Public Health Ontario has re-examined every COVID-positive test sample involving international travel since the beginning of November in search of information about how long the Omicron variant has been in the province.
So far, it has found no sign that the variant was present in Ontario before the first cases were identified in Ottawa last weekend. Two more Ottawa cases have since been confirmed. All four patients travelled in Nigeria before returning to Ottawa.
The highly mutated variant was discovered in South Africa in late November. Global health officials say it is still too early to have solid evidence about how sick it is likely to make people compared to previous variants and how well existing vaccines will work against it. Some of that preliminary information is expected “in days, not weeks,” officials with the World Health Organization said Wednesday.
It has put the world on alert because it contains so many mutations compared to previously identified variants. More than 30 mutations are on its spike protein, raising concerns that it could be better at evading immunity from vaccines and previous infections.
In his first comments about the variant, Premier Doug Ford called its presence in Ontario “a cause for concern, but not a cause for panic.”
He encouraged more Ontarians to get vaccinated and applauded the federal government for travel restrictions and testing requirements for international travel.
“Every day we learn more about the Omicron virus, about how quickly it can spread and how severe it may be. We’re learning about how effective our vaccines are, and every day that we hold off more cases entering our country, the more time we have to learn and prepare,” he said.
“We cannot allow anything to jeopardize the gains that we’ve made,”
All 375 people who returned to Ontario after travelling to various African countries on the travel restriction list are being tested and quarantined until the result are know, Health Minister Christine Elliott said.
The epicentre of the new variant remains in South Africa, where case counts are rising rapidly. Cases have also been identified around the world. Some countries have found evidence that the newly identified variant has been there for a while, but, until it was genetically sequenced by South African scientists, countries weren’t looking for it.

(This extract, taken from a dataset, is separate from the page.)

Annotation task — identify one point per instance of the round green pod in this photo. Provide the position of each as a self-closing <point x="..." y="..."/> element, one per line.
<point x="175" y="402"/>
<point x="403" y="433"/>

Public Health Ontario did not find evidence that has been the case in Ontario, but, since all international travellers have not been routinely tested until now, cases could also have been missed.
It is likely that more cases will be identified in Ontario as the variant spreads and testing is expanded over the coming days.
By next week, Ontario’s COVID-19 Genomic Network expects to screen all eligible COVID-19 positive samples for the presence of the Omicron variant using a separate PCR test, Public Health Ontario said in a statement. That test will be conducted on all positive samples “to provide more targeted and rapid identification of suspected Omicron cases and to help prioritize samples going for whole genome sequencing.”
It can take up to 10 days for genome sequencing results to confirm the screening, but the initial screening results can be back in 24 to 48 hours. Public health officials do contact tracing no matter which variant is found.
In Ottawa, and elsewhere across the country, scientists are working frantically to learn more about the variant and its likely impact within Canada.
Dr. Marc-André Langlois, a molecular virologist at the University of Ottawa who leads Canada’s Coronavirus Variants Rapid Response Network (CoVaRR-Net), said researchers were waiting for samples of the cells to grow in a lab so they could be studied to see how the various combinations of COVID-19 vaccinations within the Canadian population responded to the variant, among other research. It is important for such Canadian-specific work to be done, he said, in part because Canada has mixed vaccines which many countries have not done.
Ottawa’s COVID-19 Testing Taskforce and Ottawa Public Health said in a statement that provincial and national public health laboratories collaborated to confirm the positive Omicron tests of four travellers arriving in Ottawa.
Later this week, the Eastern Ontario Regional Laboratory Association will expand local variant of concern testing of all positive PCR tests, which will identify variants that are not Delta and could be Omicron. They will be prioritized for full genomic sequencing, which should get results back more quickly.